SSブログ

名人に香車を引いた

前記事の続きになります。

升田は本当に陣屋旅館に怒って対局拒否をしたのか。(私感)

旅館に出向いたけど誰も升田を応対せず30分も玄関で待たされていた・・・・
あるいは、
女中が応対し、物貰い(乞食のこと)は通用口に回ってください、と言われたとか・・・・
升田の人を気にしないあの風貌ですから。

升田本人が語るだけで本当にそうだったのか・・・
この様子を誰も見ていませんからね。

旅館は丁重に謝罪し、その後玄関に太鼓を置くようになります。

img_5360.jpg

陣太鼓にちなんだのですね。
これを叩けばお客様がすぐわかるわけですからね。

その後しばらくして升田から旅館へ訪れてにこやかに和解をしております。
これを見ても升田の真意、知ることができません。
その旅館で、

9__4.jpg

升田の名句です。


さて、なんとか無事に納まったわけですがまたやってくるのですね。
1956年。
また王将戦。
今度は当時名人だった大山康晴に。
実は升田と大山は師匠が同じ兄弟棋士。
升田が兄弟子にあたります。

img_585e7b3329b742e2ca9000da93bbf83f424394.jpg

なんといきなり升田の三連勝!
大山名人相手に香車を引くことに。
今度は何の遠慮も要りません。(私感)
相手は弟弟子ですから。
そして、
升田が勝ちました!
本当に名人に香車を引いて勝ってしまったのです。
ところでこの王将戦、早く終ってはつまらないので7番勝負は全部する制度になっています。
タイトルは決まってもまだ勝負は続くことになります。
それどころか、また香車を引いて・・・・

そのころ母親の病状が思わしくなく故郷に戻って母親と話します。
母親は「そのへんでやめておけ。
と言ったそうです。
それが原因か、その後の勝負を棄権します。

その後の升田の言葉です。

「喜びがね、日々段々脹れ上がってきた。
もう、人は死んで、(自分も)いつ死んでもいいが、何百何千年経ってもね、俺の名前が残るというね。
時が経つほどね、やっぱり負かしといてよかったと
将棋が始まって私だけだから。
名人に駒をおろした人は。」

私が注目するのは下線部です。
やっぱり名人に大恥をかかせること・・・・
子供の時の夢だったかもしれないけど現実となると・・・・
人間升田は悩んだのでしょう。
あの陣屋事件も。

升田のこと、もうちょっと書いてみたいので次回に。

升田の名句。

たどり来て、
今だ山麓

 

nice!(18)  コメント(2) 
共通テーマ:音楽

nice! 18

コメント 2

コメントの受付は締め切りました
mwainfo

いつもお寄り頂き有難うございます。
私も一番好きな棋士、升田は、序盤の名手、角使いが上手い。「新手一生」をモットーに、財政会の大物たちに、理を突き抜けた金言を授けた。野球の3割バッターには、将棋は3割では飯が食えんと言った。切れ味鋭い升田は、小次郎、運鈍根の大山は武蔵と言ったところでしょうか。

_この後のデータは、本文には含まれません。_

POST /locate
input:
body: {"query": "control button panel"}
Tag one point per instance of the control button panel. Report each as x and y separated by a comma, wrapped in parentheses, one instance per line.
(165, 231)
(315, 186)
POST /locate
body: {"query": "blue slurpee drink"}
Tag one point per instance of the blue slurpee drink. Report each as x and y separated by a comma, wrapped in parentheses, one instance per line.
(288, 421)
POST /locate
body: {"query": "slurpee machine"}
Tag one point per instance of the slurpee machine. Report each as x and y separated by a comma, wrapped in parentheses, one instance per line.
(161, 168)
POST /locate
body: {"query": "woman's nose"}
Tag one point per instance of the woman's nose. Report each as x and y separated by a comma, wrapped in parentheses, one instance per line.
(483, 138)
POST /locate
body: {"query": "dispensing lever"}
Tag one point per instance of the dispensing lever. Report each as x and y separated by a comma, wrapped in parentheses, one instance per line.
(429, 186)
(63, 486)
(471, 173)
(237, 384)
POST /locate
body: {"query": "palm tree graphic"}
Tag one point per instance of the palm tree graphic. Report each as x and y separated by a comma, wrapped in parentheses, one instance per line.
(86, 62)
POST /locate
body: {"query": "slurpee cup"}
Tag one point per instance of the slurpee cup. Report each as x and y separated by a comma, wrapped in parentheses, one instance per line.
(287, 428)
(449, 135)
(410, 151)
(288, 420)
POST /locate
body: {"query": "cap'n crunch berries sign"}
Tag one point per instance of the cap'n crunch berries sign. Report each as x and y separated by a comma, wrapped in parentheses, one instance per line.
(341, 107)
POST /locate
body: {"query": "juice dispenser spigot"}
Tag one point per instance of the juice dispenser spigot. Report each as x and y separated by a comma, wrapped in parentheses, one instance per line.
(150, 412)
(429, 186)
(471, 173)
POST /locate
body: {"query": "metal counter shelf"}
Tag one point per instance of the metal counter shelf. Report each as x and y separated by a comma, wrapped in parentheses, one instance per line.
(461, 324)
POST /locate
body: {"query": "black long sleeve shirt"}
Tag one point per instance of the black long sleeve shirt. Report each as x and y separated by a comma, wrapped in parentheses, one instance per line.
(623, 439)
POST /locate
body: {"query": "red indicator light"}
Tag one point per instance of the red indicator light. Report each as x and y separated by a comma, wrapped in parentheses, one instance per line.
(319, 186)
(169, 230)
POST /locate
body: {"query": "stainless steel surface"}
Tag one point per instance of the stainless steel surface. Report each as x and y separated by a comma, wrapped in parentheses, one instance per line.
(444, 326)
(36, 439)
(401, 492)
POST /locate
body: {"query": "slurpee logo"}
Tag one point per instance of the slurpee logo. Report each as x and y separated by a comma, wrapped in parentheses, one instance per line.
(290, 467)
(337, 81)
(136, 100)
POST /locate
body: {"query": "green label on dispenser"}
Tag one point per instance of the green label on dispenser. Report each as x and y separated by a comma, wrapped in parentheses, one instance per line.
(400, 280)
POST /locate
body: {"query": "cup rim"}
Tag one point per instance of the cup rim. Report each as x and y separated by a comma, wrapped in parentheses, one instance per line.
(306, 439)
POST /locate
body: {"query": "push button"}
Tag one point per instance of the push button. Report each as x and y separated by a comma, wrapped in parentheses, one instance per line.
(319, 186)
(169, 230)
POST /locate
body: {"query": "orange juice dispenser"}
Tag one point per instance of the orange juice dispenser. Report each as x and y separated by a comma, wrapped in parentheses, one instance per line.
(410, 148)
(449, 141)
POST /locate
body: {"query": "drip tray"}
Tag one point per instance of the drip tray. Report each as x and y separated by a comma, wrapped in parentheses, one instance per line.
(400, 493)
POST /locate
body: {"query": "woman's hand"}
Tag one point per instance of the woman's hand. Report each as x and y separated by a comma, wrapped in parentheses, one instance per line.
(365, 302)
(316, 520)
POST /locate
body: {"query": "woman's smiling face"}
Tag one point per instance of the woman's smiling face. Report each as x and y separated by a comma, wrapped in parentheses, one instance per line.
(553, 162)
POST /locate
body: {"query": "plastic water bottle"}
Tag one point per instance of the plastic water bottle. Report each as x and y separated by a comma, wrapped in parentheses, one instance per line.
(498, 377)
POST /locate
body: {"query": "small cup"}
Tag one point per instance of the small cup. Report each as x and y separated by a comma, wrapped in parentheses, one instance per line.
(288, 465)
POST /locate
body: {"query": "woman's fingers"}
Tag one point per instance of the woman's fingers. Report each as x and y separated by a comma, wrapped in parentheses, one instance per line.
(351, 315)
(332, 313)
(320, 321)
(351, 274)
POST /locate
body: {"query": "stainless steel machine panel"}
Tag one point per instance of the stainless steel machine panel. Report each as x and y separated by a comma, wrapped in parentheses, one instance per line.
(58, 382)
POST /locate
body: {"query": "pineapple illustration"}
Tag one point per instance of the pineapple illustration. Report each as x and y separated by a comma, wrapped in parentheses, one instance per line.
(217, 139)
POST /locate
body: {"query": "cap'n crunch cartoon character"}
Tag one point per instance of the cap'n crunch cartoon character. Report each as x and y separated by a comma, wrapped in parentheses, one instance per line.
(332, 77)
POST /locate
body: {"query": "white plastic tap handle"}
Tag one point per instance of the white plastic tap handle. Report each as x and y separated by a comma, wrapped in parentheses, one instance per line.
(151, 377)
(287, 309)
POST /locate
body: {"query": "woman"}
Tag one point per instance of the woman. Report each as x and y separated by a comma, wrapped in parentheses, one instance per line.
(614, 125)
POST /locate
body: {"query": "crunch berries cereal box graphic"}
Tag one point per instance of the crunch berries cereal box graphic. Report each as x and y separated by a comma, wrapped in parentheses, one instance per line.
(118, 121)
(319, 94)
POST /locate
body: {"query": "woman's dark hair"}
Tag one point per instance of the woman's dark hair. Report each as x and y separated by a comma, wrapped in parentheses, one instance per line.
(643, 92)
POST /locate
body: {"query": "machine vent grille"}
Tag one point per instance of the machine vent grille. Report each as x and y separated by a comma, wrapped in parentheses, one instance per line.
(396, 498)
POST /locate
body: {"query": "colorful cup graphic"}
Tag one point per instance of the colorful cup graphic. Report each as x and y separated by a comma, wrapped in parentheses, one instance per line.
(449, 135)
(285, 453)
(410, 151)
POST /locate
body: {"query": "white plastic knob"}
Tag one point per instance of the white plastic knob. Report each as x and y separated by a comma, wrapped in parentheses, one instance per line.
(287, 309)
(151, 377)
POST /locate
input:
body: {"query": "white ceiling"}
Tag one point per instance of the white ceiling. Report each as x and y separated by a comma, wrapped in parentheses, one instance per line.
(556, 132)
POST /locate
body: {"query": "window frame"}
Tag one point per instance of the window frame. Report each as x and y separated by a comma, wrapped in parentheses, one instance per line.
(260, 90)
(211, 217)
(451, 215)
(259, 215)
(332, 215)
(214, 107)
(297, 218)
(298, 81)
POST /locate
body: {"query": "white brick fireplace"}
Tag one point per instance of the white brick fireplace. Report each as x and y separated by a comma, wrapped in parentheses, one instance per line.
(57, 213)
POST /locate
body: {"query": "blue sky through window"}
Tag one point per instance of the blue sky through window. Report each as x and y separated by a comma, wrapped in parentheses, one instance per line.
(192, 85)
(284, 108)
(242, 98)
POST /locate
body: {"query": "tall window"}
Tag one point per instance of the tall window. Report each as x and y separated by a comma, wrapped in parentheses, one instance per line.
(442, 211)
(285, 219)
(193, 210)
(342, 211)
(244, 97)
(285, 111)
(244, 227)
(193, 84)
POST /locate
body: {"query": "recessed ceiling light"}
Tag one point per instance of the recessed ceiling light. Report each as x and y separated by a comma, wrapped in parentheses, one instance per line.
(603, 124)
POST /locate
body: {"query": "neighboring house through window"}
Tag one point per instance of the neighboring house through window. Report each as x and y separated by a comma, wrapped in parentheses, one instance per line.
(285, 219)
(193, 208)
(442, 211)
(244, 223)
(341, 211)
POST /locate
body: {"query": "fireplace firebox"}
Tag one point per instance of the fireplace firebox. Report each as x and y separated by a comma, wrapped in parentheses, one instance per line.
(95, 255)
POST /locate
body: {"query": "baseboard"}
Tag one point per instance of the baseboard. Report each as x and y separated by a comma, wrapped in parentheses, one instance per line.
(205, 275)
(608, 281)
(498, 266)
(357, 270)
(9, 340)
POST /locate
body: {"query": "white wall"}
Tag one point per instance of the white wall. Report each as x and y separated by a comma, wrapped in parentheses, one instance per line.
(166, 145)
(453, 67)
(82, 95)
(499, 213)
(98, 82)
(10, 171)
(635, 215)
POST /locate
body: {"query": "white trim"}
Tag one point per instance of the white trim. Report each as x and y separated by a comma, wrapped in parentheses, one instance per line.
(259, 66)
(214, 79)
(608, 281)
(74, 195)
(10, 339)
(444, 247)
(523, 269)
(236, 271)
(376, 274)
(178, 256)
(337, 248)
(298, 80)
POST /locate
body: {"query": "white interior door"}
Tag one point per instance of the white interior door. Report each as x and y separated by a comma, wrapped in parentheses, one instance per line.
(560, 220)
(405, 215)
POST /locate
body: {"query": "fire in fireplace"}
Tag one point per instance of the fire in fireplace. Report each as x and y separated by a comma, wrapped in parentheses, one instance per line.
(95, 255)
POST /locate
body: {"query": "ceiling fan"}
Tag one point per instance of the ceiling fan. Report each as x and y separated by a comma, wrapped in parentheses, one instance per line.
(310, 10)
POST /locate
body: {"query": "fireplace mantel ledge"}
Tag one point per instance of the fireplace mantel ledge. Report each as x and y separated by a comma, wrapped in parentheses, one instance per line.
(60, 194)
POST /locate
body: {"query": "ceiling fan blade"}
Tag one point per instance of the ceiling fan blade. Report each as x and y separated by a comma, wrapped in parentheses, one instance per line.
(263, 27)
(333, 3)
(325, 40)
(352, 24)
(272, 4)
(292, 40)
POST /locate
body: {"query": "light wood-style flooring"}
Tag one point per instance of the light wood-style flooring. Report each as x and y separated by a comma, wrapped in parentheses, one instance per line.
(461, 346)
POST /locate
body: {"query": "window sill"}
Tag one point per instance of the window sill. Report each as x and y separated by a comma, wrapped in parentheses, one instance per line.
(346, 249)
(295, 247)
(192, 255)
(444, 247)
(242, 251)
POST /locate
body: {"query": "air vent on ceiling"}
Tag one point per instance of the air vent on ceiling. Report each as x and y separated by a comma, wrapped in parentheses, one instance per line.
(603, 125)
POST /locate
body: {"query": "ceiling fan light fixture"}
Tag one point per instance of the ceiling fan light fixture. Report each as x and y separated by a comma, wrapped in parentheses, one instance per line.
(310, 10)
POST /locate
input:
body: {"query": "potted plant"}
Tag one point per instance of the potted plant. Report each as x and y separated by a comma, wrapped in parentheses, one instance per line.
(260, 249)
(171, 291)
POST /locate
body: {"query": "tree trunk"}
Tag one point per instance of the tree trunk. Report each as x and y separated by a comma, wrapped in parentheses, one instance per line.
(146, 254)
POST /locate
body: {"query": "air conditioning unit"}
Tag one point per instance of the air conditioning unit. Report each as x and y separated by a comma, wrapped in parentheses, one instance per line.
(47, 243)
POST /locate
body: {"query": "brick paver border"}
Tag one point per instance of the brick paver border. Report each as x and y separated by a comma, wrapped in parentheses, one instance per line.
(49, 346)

by mwainfo (2018-03-25 13:30) 

HOLDON

>mwainfoさん、
いつも広い分野に的確なご意見を書かれていて感心しております。
スランプだった長嶋はその升田の一言で脱したのですね。
升田も本当に広い分野に目を向けて的確な意見を述べておりました。
新手一生。
晩年の升田式石田流を勉強して私は四段まで行くことができましたよ。
残した業績も多くて書ききれませんがもうちょっと書いてみたいな、と思っております。またご助言いただければ幸いでです。
今日はありがとうございました。